If you’re interested in readable Alaskan history, try CONFEDERATE RAIDER by Murray Morgan, THE KLONDIKE FEVER by Pierre Berton, GOOD-TIME GIRLS by Lael Morgan, and THE THOUSAND-MILE WAR by Brian Garfield. Try the ALASKA ALMANAC for historical and geographical facts and wisecracks by Mr. Whitekeys. Try HOW TO SPEAK ALASKAN by Mike Doogan if you want to come in disguise. If you’re interested in Alaska Native culture, try ALASKA NATIVE WRITERS, STORYTELLERS & ORATORS, a publication of the Alaska Quarterly Review. If you’d like a comprehensive survey of Alaskan poetry and literature, try THE LAST NEW LAND, edited by Wayne Mergler.

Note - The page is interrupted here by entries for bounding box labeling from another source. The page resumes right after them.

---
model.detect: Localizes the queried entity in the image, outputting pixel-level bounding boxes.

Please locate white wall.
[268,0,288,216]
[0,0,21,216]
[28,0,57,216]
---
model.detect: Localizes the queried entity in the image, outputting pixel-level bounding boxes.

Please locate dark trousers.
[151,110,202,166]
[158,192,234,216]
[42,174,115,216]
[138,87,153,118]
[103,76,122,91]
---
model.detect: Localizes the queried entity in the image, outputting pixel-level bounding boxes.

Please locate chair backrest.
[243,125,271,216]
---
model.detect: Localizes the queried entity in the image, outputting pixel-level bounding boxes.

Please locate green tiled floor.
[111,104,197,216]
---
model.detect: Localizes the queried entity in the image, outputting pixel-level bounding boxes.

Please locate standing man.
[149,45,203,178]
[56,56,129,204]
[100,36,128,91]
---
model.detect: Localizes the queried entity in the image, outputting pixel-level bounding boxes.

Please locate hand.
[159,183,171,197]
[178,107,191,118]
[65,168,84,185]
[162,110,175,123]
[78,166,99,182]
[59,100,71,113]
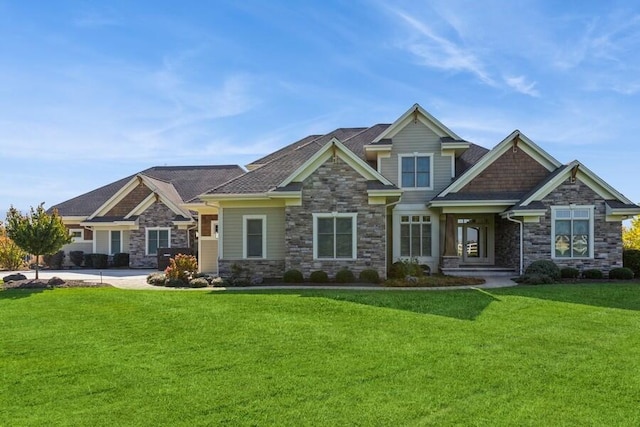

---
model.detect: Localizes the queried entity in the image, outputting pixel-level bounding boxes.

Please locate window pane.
[400,224,411,256]
[422,224,431,256]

What else? My friend Rhonda says you should come for the Iditarod, beginning in Anchorage for the ceremonial start on the first Saturday in March and flying to Nome for the grand finale beneath the burlwood arch. My friend Pati says you haven’t really been here if you haven’t been kayaking, salt water or fresh. My friend Sharyn says no trip to Alaska is complete without driving the Denali Highway from Cantwell to Paxon, and then driving Paxon to McCarthy to tour the Kennecott Mine.
Me, I think if you go home without going to Seldovia, why did you bother coming at all?